Scaling DX 9.5 container deployments using Helm
This topic provides information to apply container scaling capabilities, and how scaling resources are handled within the HCL DX 9.5 deployment using Helm. In terms of scaling the pods, the recommended way is to update the replicas in the values.yaml
and apply these changes issuing a helm upgrade
. It is not supported to manually scale using kubectl scale
commands.
Known limitations:
-
Core
The HCL Digital Experience 9.5 Core can only be scaled to more than one Pod if you have performed a database transfer from the default packaged Derby database. Prior to that, any other additional Pod except for Pod-0 fails to start, since the default packaged Derby database does not allow for multiple Pods connecting to it. -
Persistence
During scale down of persistence nodes, DAM will be unavailable for few seconds (This happens as PgPool was not able to determine whether primary or secondary has been scaled down).

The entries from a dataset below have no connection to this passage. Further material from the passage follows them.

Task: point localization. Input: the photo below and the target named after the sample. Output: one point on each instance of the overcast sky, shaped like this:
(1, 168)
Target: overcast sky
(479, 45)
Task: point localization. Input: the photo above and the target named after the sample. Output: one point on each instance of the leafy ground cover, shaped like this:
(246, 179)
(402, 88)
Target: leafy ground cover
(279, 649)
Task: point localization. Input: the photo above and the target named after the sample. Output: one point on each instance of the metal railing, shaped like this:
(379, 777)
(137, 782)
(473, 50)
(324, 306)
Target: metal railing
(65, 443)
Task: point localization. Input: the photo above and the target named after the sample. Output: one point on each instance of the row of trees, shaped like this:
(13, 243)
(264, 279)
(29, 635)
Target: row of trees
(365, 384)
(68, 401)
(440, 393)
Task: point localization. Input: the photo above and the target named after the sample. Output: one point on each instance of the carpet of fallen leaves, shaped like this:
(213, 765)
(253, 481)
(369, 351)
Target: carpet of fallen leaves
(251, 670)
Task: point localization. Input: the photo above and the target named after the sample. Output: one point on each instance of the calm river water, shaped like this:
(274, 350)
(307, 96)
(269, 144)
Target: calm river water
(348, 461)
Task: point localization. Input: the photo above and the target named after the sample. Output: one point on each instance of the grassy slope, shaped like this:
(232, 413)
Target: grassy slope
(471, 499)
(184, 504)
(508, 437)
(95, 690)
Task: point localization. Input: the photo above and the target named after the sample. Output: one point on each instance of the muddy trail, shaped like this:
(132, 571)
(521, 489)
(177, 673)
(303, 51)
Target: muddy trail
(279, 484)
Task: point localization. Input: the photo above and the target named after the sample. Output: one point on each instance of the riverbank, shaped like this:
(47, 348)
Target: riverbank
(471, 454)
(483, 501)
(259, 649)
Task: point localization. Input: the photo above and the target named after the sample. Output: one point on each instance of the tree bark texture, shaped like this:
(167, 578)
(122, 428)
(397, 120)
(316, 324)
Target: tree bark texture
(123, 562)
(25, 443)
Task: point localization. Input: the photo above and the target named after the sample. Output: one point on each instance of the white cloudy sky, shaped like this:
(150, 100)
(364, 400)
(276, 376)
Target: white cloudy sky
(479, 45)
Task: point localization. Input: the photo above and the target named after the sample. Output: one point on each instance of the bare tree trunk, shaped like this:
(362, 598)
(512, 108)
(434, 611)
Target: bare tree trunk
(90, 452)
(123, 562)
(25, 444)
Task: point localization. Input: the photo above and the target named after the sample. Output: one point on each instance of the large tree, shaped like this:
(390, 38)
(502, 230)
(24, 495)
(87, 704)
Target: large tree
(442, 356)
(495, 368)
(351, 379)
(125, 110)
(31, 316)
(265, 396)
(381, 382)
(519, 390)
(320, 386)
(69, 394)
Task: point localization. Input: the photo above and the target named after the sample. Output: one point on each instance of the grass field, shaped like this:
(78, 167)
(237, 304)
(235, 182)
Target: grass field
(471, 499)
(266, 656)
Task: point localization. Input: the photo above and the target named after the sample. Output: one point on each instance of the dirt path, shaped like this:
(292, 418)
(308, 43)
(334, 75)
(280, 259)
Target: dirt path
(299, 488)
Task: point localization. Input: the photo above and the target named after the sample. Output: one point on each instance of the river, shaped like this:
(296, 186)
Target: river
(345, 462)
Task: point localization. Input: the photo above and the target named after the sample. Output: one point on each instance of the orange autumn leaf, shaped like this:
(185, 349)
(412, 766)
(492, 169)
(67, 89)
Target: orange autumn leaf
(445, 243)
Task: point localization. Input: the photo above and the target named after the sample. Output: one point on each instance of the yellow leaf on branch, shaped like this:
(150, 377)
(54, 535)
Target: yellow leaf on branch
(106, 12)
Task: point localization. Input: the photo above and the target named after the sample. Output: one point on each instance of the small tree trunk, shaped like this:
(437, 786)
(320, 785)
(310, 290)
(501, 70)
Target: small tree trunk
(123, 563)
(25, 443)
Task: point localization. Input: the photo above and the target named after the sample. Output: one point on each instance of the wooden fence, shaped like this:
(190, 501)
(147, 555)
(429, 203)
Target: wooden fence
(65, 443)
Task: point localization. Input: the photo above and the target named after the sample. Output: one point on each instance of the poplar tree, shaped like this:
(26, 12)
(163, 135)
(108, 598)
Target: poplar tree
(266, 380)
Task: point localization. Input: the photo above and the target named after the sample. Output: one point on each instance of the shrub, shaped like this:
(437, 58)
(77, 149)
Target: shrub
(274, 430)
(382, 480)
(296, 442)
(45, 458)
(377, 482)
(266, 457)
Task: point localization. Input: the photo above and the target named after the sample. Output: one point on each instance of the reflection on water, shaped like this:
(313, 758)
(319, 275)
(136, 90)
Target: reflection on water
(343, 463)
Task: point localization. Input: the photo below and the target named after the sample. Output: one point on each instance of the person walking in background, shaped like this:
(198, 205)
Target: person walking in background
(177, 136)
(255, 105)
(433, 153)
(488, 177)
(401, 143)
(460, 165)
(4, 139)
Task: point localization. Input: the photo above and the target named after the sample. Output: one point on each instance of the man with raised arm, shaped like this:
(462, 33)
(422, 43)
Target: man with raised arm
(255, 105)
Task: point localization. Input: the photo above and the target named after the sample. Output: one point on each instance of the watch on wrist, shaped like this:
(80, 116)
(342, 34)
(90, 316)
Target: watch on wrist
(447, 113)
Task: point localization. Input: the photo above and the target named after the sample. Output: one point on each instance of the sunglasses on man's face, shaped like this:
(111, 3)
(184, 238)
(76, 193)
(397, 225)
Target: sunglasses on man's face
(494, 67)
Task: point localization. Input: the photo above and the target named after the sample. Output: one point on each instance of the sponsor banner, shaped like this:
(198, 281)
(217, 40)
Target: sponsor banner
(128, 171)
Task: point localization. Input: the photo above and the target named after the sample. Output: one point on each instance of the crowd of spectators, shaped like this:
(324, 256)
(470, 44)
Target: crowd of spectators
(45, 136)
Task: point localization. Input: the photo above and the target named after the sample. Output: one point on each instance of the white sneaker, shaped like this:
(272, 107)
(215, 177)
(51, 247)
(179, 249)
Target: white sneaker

Use of HorizontalPodAutoscalers
in DX 9.5 Deployments using Helm
The following DX 9.5 applications can be configured to leverage HorizontalPodAutoscalers
for Kubernetes based automated scaling:
- Core
- Content Composer
- Digital Asset Management
- Image Processor
- Ring API
HorizontalPodAutoscalers
monitor Pod resources such as CPU and Memory usage, and automatically scales up/down applications based on specific thresholds defined and scaling limits.
For the above mentioned DX applications, the maximum and minimum count of Replicas can be configured via the values.yaml. The thresholds for CPU and Memory usage are also configurable allowing for load-based automated scaling of these applications.
Refer to HorizontalPodAutoscaler
details in Kubernetes for more information on these services.
Per default, the automated scaling is not active and needs to be enabled before taking effect.